Il existe également des obstacles aux dépenses en espèces : Xi Jinping a non seulement imposé son programme de « prospérité commune » en Chine, mais il a également rendu plus difficile pour les riches de retirer leur argent. Andrew Fabricant, directeur des opérations de la galerie Gagosian, a déclaré lors du sommet du FT que des acheteurs chinois utilisaient des cartes American Express pour acheter plusieurs millions d’œuvres à la foire Art Basel en juin.

L’art est au sommet du luxe.

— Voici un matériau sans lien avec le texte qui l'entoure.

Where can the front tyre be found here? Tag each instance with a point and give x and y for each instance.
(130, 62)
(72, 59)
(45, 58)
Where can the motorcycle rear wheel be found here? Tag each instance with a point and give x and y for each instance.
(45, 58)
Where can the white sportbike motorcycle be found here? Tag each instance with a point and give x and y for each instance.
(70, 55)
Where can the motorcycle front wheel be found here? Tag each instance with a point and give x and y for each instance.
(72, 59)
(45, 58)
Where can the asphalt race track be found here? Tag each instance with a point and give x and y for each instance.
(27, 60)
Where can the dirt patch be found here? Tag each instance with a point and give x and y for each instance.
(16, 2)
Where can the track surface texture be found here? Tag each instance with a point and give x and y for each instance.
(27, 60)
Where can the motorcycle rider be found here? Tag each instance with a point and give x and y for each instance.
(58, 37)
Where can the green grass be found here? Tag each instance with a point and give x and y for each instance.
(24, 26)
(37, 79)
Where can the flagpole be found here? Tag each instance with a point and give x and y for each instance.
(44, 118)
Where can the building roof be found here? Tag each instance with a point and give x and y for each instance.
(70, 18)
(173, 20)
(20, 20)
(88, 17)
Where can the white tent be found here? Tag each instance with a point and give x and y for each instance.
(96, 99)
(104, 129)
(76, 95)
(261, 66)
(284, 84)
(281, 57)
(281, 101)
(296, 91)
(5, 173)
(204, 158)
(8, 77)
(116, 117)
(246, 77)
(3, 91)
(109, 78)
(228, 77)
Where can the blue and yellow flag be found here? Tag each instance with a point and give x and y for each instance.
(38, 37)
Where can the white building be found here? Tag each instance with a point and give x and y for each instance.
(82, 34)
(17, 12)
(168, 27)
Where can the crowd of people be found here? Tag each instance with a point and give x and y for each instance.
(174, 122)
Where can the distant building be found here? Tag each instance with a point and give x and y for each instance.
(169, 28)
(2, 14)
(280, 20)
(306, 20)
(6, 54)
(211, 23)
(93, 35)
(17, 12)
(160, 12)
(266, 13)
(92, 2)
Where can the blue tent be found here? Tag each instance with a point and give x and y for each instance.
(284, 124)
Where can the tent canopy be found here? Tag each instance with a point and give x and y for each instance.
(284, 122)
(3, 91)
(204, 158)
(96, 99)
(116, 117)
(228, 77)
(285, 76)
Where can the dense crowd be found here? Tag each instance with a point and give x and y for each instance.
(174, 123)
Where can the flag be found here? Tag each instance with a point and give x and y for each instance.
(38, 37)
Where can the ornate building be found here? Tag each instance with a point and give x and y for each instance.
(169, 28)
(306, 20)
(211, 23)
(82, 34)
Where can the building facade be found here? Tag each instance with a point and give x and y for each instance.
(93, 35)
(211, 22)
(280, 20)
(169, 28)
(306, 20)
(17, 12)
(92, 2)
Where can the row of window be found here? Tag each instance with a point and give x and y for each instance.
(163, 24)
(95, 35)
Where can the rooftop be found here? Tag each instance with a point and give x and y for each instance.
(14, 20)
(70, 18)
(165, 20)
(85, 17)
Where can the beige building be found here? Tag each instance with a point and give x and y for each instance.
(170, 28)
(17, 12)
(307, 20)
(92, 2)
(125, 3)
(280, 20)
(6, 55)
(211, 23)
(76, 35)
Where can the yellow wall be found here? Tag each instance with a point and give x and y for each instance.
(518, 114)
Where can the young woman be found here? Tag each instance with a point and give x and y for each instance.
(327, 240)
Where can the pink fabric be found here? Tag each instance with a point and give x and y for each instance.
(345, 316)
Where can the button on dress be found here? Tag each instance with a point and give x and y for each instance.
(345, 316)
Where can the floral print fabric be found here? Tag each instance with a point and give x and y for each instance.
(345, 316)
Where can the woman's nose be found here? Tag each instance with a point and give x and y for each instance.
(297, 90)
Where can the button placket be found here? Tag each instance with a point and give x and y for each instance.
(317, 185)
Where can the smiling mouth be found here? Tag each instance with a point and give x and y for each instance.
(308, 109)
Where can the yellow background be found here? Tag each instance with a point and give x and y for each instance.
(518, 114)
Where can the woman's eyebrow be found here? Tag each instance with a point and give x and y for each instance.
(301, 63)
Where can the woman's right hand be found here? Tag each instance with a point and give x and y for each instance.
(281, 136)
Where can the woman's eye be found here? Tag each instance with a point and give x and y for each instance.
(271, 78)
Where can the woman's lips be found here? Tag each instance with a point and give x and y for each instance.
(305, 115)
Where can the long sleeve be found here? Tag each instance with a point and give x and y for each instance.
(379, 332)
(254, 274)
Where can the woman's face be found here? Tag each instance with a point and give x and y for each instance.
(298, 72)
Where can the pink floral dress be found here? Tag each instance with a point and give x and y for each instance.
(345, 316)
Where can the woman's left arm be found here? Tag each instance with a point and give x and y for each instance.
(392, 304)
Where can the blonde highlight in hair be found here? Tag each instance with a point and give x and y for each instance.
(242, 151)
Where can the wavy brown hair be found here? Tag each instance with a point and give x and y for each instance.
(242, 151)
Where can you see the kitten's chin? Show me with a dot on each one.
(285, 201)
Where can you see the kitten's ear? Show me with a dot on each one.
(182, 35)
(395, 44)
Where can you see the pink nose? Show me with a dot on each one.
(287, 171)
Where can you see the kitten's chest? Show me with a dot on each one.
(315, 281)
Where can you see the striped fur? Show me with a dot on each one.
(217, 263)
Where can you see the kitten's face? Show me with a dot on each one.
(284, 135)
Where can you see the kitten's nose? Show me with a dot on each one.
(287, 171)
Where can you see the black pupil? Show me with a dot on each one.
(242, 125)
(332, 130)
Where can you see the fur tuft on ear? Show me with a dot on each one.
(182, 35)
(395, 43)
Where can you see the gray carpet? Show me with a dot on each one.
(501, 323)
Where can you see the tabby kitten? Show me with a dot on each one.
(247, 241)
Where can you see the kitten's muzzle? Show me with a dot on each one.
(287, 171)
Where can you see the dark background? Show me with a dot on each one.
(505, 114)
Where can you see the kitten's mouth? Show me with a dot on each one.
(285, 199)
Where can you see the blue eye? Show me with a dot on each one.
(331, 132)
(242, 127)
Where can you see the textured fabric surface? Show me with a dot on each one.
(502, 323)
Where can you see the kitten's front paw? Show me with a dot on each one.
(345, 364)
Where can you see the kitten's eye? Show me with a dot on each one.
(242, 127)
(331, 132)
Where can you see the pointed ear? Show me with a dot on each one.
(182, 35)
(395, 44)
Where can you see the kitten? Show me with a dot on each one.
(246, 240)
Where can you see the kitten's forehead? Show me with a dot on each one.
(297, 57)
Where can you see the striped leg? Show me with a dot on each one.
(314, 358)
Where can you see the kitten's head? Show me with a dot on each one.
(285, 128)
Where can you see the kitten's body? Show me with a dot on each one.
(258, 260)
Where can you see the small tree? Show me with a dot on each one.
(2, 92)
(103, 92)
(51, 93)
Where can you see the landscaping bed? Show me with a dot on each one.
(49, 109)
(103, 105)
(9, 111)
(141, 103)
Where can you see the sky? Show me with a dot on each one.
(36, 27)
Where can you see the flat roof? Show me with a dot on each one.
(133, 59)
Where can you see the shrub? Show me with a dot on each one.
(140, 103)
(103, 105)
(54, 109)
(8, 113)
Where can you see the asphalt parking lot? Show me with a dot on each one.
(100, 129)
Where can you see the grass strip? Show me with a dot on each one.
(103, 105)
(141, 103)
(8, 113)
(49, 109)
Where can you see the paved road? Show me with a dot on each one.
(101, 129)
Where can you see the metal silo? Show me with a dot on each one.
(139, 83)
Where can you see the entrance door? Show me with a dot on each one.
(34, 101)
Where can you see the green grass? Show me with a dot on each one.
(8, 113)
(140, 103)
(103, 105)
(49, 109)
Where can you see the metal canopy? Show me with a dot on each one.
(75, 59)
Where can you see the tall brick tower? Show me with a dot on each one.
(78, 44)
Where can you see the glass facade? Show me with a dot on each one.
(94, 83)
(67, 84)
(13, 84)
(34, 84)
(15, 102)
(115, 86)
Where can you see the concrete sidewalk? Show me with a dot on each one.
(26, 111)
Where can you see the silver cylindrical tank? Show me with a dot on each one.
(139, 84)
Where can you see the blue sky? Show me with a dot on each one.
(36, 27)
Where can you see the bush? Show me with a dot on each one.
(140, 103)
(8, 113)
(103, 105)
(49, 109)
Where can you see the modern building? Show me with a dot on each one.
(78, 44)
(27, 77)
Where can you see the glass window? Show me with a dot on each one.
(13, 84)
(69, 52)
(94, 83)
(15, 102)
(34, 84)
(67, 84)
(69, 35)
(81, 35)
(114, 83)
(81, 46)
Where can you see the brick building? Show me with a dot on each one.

L’une des raisons pour lesquelles le marché de l’art reste une niche – contrairement à l’industrie du luxe, il est plus petit en termes réels qu’il y a dix ans – est que les plus grandes galeries prospèrent grâce à l’opacité et aux relations personnelles avec des initiés sélectionnés. Rendre difficile l’accès à l’intérieur de la tente maintient les prix, mais restreint également les nouvelles affaires.

Les œuvres vendues à plus d’un million de dollars représentent 60 % des ventes aux enchères de beaux-arts et ne sont donc pas des achats accessibles. Ils sont davantage l’apanage des super-riches, dont on pourrait penser qu’ils pourraient supporter une hausse des taux d’intérêt et la volatilité financière sans avoir besoin d’économiser sur la peinture. Pourtant, les riches ont recours au financement et ressentent la nervosité des marchés.

Une robe Dior Jacquard est une somme comparable à 6 200 $, mais le secteur des produits de luxe dépend également fortement des riches, plutôt que de ceux qui veulent simplement signaler leur statut par un achat occasionnel. Selon Bernstein, les 1 % des acheteurs les plus riches achètent plus de 20 articles par an et représentent un quart des ventes des marques de luxe.

Il ne faut pas beaucoup de changement de comportement pour entamer les perspectives de croissance de groupes de luxe tels que LVMH, Kering et Richemont. Trois ou quatre achats d’articles de maroquinerie ou de mode en moins par une clientèle d’élite – ceux qui sont invités à des événements spéciaux – peuvent avoir un impact considérable à Paris et à New York.

L’idée d’Arnault selon laquelle LVMH pourrait suivre une tendance de plusieurs décennies en faveur des produits de luxe s’est si bien déroulée qu’il est aujourd’hui l’une des personnes les plus riches du monde. Il semble donc imprudent de parier trop contre lui. Il estime que l’accent mis sur la croissance des patients et sur l’amélioration de la « désirabilité » des marques de LVMH continuera à fonctionner, même si la frénésie de dépenses s’est atténuée.

Mais tout le monde espère un atterrissage en douceur après une période de croissance des prix des actifs et de forte demande, ce qui n’est pas facile à réaliser. Il serait remarquable que LVMH et ses concurrents puissent ralentir en douceur jusqu’à un taux de croissance modéré sans d’abord s’orienter dans l’autre sens. Le marché de l’art n’a jamais réussi à réussir, car la confiance des enchères a tendance à s’évaporer soudainement.

Je déteste devoir expliquer aux experts du luxe l’obtention de prix élevés pour des objets désirables, mais la leçon de Hong Kong s’applique également à eux. Quand l’atmosphère change, vous devez changer aussi.